Mildred McDonald was getting her annual physical in 1995 when the nurse asked whether she would like to be tested for HIV.
"I was in a relationship with a man I loved dearly," McDonald recalls. "I was like, 'Lady, please, you must be joking ... but, sure, come on with it.' "
McDonald, 30 at the time, was working the switchboard for a Jackson cleaners when someone from the state Department of Health called and told her she had tested positive for the virus that causes AIDS. She thought it was one of her friends pulling a prank. "But then the person said, 'Would you believe me if I read you your Social Security number? 428 ...' " McDonald says, the memory glazing her eyes. "When I heard those numbers, my world shattered. I was in a committed relationship. How could this happen to me?"

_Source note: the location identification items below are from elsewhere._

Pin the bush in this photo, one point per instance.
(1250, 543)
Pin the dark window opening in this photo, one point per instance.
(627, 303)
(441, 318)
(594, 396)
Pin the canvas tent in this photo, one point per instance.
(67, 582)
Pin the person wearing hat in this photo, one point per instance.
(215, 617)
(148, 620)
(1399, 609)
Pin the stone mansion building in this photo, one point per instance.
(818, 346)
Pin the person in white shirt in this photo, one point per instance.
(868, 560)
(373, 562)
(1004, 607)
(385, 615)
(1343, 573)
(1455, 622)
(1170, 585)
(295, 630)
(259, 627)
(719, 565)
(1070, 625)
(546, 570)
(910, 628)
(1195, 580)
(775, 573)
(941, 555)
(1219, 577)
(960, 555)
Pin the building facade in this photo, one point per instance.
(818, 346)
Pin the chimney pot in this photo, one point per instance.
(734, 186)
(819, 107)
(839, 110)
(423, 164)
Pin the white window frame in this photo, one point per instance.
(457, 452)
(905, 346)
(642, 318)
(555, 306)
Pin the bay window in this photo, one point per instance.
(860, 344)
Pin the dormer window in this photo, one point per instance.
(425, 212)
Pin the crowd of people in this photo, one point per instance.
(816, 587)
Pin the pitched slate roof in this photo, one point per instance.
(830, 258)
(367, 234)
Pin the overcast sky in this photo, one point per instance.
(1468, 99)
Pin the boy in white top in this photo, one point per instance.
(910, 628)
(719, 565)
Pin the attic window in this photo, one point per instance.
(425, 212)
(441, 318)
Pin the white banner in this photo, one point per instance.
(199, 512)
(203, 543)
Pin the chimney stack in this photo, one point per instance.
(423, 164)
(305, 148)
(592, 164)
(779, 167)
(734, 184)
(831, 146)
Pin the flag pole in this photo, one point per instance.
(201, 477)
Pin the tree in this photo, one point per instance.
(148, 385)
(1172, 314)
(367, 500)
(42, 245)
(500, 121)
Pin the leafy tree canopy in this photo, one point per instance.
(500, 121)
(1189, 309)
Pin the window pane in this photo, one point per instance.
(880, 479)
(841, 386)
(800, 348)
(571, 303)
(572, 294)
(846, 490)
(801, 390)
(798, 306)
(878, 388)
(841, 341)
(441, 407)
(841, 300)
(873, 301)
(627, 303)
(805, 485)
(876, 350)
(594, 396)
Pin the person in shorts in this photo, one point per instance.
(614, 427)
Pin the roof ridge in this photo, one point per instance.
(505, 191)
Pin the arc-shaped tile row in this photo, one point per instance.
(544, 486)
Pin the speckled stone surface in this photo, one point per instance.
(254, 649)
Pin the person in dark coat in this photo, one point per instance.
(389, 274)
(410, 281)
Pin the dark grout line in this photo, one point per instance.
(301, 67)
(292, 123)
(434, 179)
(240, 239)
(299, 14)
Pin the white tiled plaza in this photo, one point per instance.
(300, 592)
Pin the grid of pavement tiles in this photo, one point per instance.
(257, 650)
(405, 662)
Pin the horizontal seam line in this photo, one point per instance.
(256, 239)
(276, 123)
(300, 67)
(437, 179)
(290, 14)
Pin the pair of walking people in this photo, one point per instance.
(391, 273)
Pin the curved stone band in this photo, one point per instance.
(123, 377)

McDonald's partner, who eventually died from the disease, unknowingly passed it to her.
McDonald is one of a growing number of African-American women who have been infected with HIV. About 50 percent of those with HIV will develop AIDS within 10 years. Recent statistics reveal black women represent almost 70 percent of new HIV cases in the United States each year. In Mississippi, black women represent about 25 percent of the new HIV cases, health officials said. As of Dec. 1, 2003, Mississippi had 7,387 residents living with HIV. Of those, 1,072 are males and 2,314 are female. Another 4,001 are in those considered transgender.

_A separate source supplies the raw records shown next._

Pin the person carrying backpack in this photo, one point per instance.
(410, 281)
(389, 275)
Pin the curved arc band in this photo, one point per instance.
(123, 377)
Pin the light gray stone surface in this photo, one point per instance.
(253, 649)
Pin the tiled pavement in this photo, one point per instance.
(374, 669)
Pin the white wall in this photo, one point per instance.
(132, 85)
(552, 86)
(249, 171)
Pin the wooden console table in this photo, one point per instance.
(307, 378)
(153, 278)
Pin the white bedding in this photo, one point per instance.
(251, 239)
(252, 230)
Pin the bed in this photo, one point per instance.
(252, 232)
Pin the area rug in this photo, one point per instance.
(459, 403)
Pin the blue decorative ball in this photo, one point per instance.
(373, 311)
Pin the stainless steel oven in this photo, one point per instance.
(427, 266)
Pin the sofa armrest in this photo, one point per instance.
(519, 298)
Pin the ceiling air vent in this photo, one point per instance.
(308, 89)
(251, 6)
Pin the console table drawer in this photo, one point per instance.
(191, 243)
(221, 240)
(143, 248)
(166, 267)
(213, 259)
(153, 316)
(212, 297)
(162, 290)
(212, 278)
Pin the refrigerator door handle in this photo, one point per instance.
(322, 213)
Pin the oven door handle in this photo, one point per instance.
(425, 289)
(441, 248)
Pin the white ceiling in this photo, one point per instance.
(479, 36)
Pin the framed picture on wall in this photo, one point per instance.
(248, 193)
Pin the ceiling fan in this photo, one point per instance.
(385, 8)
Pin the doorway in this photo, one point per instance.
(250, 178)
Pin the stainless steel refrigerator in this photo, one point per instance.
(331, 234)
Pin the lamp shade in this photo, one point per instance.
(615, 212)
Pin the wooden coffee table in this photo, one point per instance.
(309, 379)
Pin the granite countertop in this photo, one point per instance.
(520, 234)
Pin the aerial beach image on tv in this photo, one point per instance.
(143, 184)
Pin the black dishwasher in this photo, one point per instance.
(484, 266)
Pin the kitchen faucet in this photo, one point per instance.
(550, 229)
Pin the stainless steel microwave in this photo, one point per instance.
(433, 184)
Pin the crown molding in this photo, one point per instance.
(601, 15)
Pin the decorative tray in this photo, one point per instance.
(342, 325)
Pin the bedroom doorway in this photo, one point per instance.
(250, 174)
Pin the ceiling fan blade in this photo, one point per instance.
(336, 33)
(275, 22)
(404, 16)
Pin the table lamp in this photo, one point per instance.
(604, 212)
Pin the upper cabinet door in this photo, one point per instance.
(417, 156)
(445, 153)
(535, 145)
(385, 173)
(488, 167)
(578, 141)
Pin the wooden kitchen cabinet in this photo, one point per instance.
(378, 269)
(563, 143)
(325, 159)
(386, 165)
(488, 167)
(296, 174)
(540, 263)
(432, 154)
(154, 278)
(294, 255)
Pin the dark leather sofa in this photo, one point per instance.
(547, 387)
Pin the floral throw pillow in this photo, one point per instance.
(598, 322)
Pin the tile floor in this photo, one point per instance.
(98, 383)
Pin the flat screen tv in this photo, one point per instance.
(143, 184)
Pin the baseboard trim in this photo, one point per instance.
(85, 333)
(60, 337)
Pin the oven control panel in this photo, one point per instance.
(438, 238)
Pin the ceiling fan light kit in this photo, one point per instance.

Many Americans are oblivious to the problem. Vice President Dick Cheney said during an October debate he was "not aware" of the toll AIDS is taking on black American women.

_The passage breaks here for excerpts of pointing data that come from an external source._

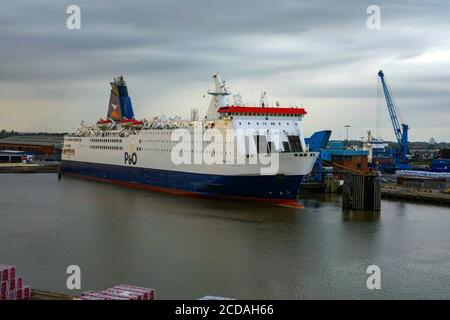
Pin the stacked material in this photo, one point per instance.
(11, 284)
(120, 292)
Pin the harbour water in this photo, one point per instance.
(187, 248)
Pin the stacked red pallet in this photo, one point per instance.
(11, 284)
(121, 292)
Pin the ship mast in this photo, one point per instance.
(219, 97)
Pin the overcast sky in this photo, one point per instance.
(319, 53)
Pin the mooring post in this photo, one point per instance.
(361, 192)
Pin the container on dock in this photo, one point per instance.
(11, 284)
(120, 292)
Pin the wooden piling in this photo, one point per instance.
(361, 192)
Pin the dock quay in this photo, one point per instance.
(47, 295)
(415, 195)
(29, 167)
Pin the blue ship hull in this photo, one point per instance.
(279, 189)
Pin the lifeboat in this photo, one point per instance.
(105, 124)
(131, 123)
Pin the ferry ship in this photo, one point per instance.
(139, 153)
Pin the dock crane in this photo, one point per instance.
(401, 131)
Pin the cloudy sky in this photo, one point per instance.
(319, 53)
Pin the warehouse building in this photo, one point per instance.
(42, 147)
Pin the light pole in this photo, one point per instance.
(347, 126)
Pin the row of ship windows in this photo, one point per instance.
(106, 147)
(107, 140)
(170, 150)
(168, 141)
(265, 123)
(153, 132)
(264, 114)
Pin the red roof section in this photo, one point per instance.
(238, 109)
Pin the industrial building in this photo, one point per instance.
(42, 147)
(12, 156)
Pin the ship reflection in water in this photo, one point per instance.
(187, 248)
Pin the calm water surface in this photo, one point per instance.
(188, 248)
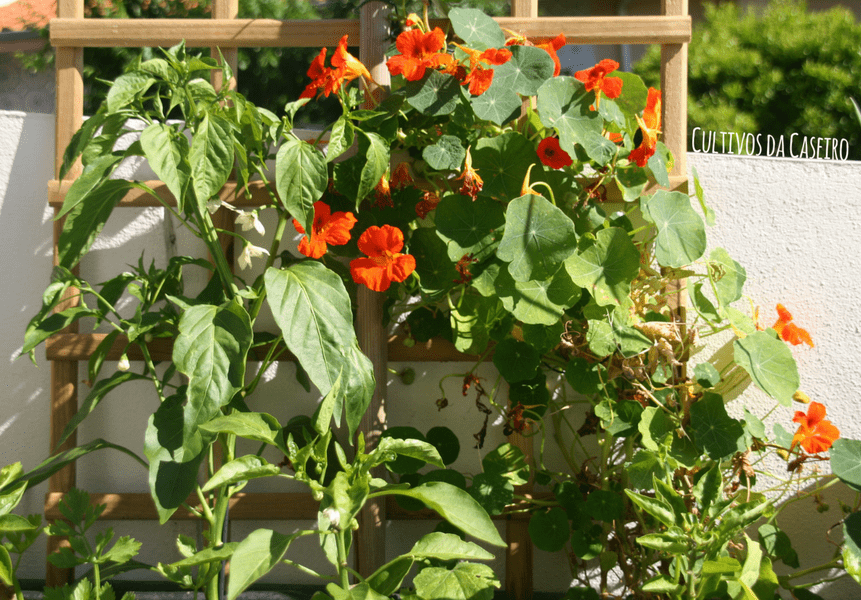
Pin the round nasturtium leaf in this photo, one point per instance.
(515, 360)
(404, 465)
(446, 443)
(538, 238)
(606, 267)
(681, 238)
(469, 227)
(549, 530)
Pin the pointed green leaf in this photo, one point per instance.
(210, 157)
(86, 219)
(769, 363)
(681, 236)
(166, 150)
(457, 507)
(301, 178)
(606, 267)
(538, 238)
(211, 349)
(466, 581)
(255, 556)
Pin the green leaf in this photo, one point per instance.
(846, 462)
(681, 236)
(211, 349)
(563, 104)
(92, 176)
(210, 157)
(466, 581)
(672, 542)
(550, 530)
(301, 177)
(731, 277)
(492, 491)
(498, 104)
(501, 162)
(537, 302)
(538, 238)
(241, 469)
(606, 267)
(126, 88)
(166, 150)
(255, 556)
(469, 227)
(435, 94)
(447, 154)
(457, 507)
(524, 73)
(313, 310)
(769, 363)
(713, 429)
(515, 360)
(476, 29)
(86, 219)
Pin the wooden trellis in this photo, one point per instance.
(71, 33)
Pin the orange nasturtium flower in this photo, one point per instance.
(552, 155)
(384, 263)
(328, 228)
(815, 432)
(472, 183)
(789, 331)
(345, 68)
(650, 125)
(596, 79)
(419, 51)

"Believe me, if I got it, nobody's safe," says McDonald, who has a teenage daughter. "People want to label folks with HIV as nasty. If you tell them you got it from your mate, they don't want to hear that. "It's either you were out on the street, sleeping with five or six men a night, or you were doing (intravenous) drugs. The truth is too boring, or it hits a little too close to home.
"HIV touches everybody's world. The only way it doesn't is if you don't have sex — period."